Robust mitigations include: 

  • Implementing structured prompt templates to segregate untrusted input
  • Activating Amazon Bedrock Guardrails with organization-specific policies
  • Enforcing strict least-privilege IAM configurations (eliminating wildcard permissions)
  • Applying rigorous output validation through allowlists prior to any backend action

 

Additional runtime safeguards, such as NeMo Guardrails or semantic anomaly detection, effectively intercept advanced chains. End-to-end penetration testing that simulates complete attack paths prompt injection coupled with cloud privilege escalation remains indispensable.

 

 

Diagram of a secure LLM pipeline showing seven stages from User Input to S3 Interaction with Scoped Access, highlighting security controls at each layer including input sanitization, schema validation, prompt isolation, jailbreak detection, least-privilege IAM, and bucket-level access restrictions with audit logging.

 

This engagement illustrates a common pattern in AI-cloud deployments: accelerated adoption that outpaces comprehensive security validation. As organizations continue embedding LLMs into production systems, these components must be classified as critical attack surfaces and subjected to proactive, layered defenses to avert subtle yet consequential breaches.

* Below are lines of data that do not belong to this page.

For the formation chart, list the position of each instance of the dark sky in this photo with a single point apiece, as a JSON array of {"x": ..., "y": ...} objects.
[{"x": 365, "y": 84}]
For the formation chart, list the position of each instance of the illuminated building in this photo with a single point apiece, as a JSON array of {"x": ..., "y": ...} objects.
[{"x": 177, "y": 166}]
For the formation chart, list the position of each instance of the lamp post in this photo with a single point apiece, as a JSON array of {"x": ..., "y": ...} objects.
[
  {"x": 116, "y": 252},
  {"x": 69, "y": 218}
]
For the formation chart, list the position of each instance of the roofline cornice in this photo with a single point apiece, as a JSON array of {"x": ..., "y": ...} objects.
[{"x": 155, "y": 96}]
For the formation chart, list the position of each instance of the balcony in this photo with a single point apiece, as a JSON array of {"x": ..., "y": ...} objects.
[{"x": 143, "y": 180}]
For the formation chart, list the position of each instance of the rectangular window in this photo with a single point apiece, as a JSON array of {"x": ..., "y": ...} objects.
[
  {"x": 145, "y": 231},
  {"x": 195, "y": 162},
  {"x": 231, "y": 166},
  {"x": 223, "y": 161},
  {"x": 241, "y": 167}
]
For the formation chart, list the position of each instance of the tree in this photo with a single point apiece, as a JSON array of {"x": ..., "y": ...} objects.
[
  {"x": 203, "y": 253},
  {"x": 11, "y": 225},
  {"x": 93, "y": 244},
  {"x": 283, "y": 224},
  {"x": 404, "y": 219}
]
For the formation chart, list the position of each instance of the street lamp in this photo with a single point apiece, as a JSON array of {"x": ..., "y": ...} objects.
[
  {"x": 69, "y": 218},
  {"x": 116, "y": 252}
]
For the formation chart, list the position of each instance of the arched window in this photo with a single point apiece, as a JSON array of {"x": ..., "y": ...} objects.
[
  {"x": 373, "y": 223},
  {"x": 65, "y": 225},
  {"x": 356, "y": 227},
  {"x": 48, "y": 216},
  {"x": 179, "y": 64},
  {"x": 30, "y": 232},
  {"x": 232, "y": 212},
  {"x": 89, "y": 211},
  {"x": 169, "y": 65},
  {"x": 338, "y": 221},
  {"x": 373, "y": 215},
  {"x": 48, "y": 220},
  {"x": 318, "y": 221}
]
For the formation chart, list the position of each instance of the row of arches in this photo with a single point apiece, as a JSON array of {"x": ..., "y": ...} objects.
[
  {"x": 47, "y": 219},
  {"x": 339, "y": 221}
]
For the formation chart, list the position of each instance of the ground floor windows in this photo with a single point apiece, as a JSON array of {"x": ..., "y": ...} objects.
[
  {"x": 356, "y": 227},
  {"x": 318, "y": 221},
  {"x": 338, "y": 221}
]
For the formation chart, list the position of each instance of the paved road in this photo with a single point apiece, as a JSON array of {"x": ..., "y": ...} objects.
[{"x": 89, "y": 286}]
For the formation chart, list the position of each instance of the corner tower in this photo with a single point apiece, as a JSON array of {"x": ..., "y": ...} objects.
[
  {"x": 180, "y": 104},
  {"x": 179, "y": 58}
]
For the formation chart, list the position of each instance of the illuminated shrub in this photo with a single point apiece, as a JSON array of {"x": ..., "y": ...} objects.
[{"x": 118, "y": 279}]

Thanks for reading. To learn more about the global community of researchers uncovering vulnerabilities like this one, check out the Synack Red Team. Be sure to follow Synack and the Synack Red Team on LinkedIn for upcoming blogs in the Exploits Explained series.

Frequently Asked Questions

What is prompt injection?
Prompt injection is an attack technique where crafted input manipulates a large language model into executing unintended instructions embedded in its context window. Because LLMs treat all context-window content as potentially executable, attackers can disguise malicious requests as routine business tasks to bypass content filters.

How did this attack get past Amazon Bedrock’s content moderation?
Amazon Bedrock’s moderation is tuned to catch toxic or overtly malicious language, not exploit chains disguised as legitimate work. By framing the prompt as a routine compliance audit rather than a data request, the researcher got the model to disclose S3 bucket contents without triggering any filter.

What made this vulnerability exploitable beyond the prompt injection itself?
The AWS Lambda function connecting the application to Bedrock ran with overly permissive IAM permissions, including broad s3:GetObject access, and the application logged model output back to S3 without validating it. That combination of weak input sanitization, excessive IAM privilege, and insecure output handling turned a manipulated prompt into a working data exfiltration path.

How can organizations prevent this type of attack?
Key mitigations include structured prompt templates that separate untrusted input from system instructions, Amazon Bedrock Guardrails tuned to organization-specific policies, least-privilege IAM roles with no wildcard permissions, and output validation against allowlists before any backend action runs. Runtime tools like NeMo Guardrails and full attack-path penetration testing help catch chained exploits that single-point controls miss.

About the Author

Gfuzzer is an offensive security researcher and exploit developer specializing in advanced vulnerability research, cloud security, and modern attack techniques. His work spans application security, cloud-native technologies, AI-driven development platforms, and enterprise infrastructure, with a focus on uncovering complex vulnerabilities. Alongside offensive research, he has extensive experience in security consulting, incident response, secure architecture, and delivering security training to engineering and security teams. His research has led to the discovery of high-impact vulnerabilities across global organizations and has contributed to strengthening the security of widely deployed technologies.